I consider it a tremendous privilege to contribute to the fight against modern day slavery. I remember a student conference in 2003, listening to the speaker’s impassioned plea to intervene on the behalf of those in chains, and yet, despite many attempts to get connected to the work of fighting human trafficking, it took the better part of the last decade for me to plug into the field. Remembering this time of frustrated passion, I am so encouraged seeing initiatives like USAID’s Challenge Slavery invite people into the movement and engage new generations of abolitionists. There is a new spirit in the anti-trafficking movement – perhaps, the simple realization that we can now call it a “movement” captures this sense.
Traffickers have a market worth billions of dollars, and traffickers find it far too easy to collaborate online.

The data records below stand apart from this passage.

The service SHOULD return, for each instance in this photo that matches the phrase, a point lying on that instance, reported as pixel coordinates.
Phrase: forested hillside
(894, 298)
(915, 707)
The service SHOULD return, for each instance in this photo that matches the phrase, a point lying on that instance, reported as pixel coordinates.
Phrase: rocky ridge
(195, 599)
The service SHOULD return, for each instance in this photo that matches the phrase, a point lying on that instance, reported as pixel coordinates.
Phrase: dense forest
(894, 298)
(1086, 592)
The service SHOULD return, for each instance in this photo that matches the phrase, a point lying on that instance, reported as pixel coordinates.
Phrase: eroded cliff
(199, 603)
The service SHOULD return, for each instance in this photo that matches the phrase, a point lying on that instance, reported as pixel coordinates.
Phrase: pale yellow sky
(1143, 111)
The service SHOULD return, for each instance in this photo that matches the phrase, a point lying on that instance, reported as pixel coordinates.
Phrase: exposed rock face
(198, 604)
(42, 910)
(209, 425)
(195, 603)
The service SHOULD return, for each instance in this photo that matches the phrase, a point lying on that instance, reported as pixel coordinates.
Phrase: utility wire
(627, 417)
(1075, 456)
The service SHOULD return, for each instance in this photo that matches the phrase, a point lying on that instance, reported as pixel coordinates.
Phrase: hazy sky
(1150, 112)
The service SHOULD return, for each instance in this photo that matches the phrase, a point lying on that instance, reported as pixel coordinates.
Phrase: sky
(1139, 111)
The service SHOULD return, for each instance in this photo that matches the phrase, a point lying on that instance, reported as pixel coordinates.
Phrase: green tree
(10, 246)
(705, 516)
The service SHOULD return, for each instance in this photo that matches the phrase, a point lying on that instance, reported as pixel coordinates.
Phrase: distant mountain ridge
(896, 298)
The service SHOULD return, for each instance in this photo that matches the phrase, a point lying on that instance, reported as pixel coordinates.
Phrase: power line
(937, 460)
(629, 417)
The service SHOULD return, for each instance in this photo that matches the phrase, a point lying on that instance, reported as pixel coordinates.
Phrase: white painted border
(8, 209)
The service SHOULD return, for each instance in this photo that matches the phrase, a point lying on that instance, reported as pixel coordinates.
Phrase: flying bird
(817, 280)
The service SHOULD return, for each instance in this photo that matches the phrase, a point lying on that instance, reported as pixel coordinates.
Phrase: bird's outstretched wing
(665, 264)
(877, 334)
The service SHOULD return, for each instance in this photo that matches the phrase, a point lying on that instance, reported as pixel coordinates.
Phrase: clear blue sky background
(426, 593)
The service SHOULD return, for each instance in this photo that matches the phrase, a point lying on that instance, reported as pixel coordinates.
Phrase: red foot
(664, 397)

We, on the other hand, have to work hard in order to collaborate – for example, the competition for grants in the non-profit world often dissuades organizations from working together. This creates an “anti-market” where information is scarce and people have a hard time finding places where they can help. But this is changing, as evidenced by the thousands of student groups raising awareness about human trafficking on campus and off and the success of consumer apps that target a consumer’s “slavery footprint“. Rather than spending their time trying to find some way to help, this next generation is able to spend their time actually helping. I believe that technology can help us take this trend to the next level, by creating a “synthetic market” where information flows readily and people can easily get to the right places to plug in.
Toward this end, I believe a “Data Ecosystem” can provide the technical backbone organizations and activists need in order to collaborate – a place where all their systems can talk to each other, basically a common language for the movement. An emergency shelter should be able to send a file to law enforcement if a friend of one of their clients is in danger. A volunteer should be able to link to a website, describe their skill sets, and plug into an organization within the anti-trafficking movement. A local partnership of non-governmental organizations (NGOs) should be able to link up their networks and analyze the local trafficking situation together.
Technology is really about relationships – it isn’t simply a program or a piece of hardware, but a means for people to interact with other people. The best way that the ecosystem works is by creating efficient collaboration spaces or “shared networks” for partnerships that already exist – like the Bay Area Anti-Trafficking Coalition– so that we can amplify and accelerate the good work and best ideas that are already happening. Then, we connect the networks, and from their conversation, we get a grassroots picture of what’s really going on and what we can all do to help. If we get all the really great tech people involved in the anti-trafficking movement in a room together, empowered by their leaders to build this shared space, I truly believe we can make all of this happen.